It's finally here.
I visited 3 grocery stores over the weekend, in addition to the local Farmer's Market, and only one store carried rhubarb. I was overjoyed when I saw it sitting there on the shelf, and every time I'm reminded of the first time I saw rhubarb: working as a cashier at a market along the Yampa River, wondering why the celery was so large and so red. I saw many interesting items of produce that summer: purple bell peppers, untrimmed brussels sprouts, stripped and lopsided heirloom tomatoes... they were all lovely, but I took a strange liking to the purple peppers and, of course, to the rhubarb. The market also sold a strawberry rhubarb pie -- which was my first experience of the dynamic duo -- and it's been love ever since.
But we're not talking about strawberry rhubarb pie (although I'm sure one day soon we will be). We're talking about homemade rhubarb jam, which has been taking up fridge space for the past 5 days, and which is truly one of the most charming processes I've experienced. Mainly because I feel like an old lady clad in overalls hunched over an old stove in an old country cabin (which sounds heavenly) because.... jam, but also because I'd never seen or heard of sterilizing jars before canning the jam. This was truly the most charming part of it, because there's just something about plopping a family of Mason jars into a giant cast-iron pot on a warm spring day.

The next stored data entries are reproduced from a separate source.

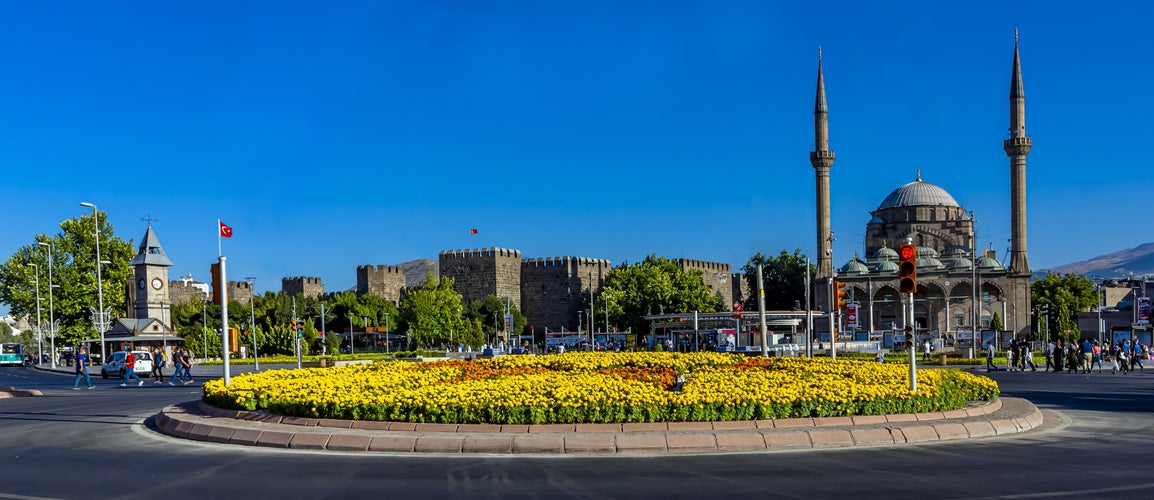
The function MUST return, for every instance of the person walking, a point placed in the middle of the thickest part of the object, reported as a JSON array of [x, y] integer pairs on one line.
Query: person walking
[[158, 363], [186, 362], [178, 372], [1096, 357], [130, 368], [82, 370], [1027, 357]]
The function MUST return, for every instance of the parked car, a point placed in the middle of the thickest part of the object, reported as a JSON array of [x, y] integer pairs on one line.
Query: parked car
[[115, 364]]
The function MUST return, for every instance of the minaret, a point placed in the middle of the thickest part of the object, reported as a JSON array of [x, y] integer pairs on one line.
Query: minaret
[[1017, 147], [822, 158]]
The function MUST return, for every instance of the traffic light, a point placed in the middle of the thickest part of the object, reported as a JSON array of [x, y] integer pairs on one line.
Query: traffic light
[[907, 268], [839, 295]]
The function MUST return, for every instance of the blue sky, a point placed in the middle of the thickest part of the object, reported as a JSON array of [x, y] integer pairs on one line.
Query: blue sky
[[331, 134]]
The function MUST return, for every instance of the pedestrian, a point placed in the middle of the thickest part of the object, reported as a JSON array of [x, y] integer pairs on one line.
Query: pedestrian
[[1096, 357], [158, 363], [1027, 357], [1119, 356], [82, 370], [186, 360], [130, 368], [178, 372]]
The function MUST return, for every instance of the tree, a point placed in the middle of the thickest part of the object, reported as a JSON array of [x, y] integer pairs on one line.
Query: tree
[[630, 291], [431, 312], [784, 278], [489, 313], [74, 270], [1066, 295]]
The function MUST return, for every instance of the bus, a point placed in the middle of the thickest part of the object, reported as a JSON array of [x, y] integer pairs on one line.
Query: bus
[[12, 355]]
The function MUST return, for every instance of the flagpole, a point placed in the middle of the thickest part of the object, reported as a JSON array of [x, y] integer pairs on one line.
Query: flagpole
[[224, 306]]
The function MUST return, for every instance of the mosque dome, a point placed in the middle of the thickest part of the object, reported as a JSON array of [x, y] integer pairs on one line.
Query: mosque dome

Anywho, before I get carried away with old ladies in overalls in cabins and Mason jars, I promise you'll love this jam. A quick note before you begin: Don't bother peeling the rhubarb -- the fibers will gradually cook down!
2 1/2 pounds fresh unpeeled rhubarb, chopped
1 cup white sugar
1 cup brown sugar
2 teaspoons orange zest
1/3 cup orange juice
1/2 cup water
In a large saucepan, combine all ingredients and bring mixture to a boil. Let boil for one minute, then reduce heat to medium-low and keep the jam on a low simmer, stirring occasionally, for 45 - 50 minutes.
While the jam is cooking, sterilize your jars. This recipe fills about 3 16 oz mason jars. Fill a pot large enough to fit all jars inside with water. Place your jars into the pot without their lids and rings, completely covered by water, and bring the water to a boil. Let boil for 25 minutes before using tongs to remove the jars. Ladle the hot jam into the jars, filling only 3/4 of the way. By following the recipe in this order, you should finish sterilizing by the time your jam is finished; if not, be careful not to let your jars sit out for more than 30 minutes. If they do, you’ll have to sterilize again!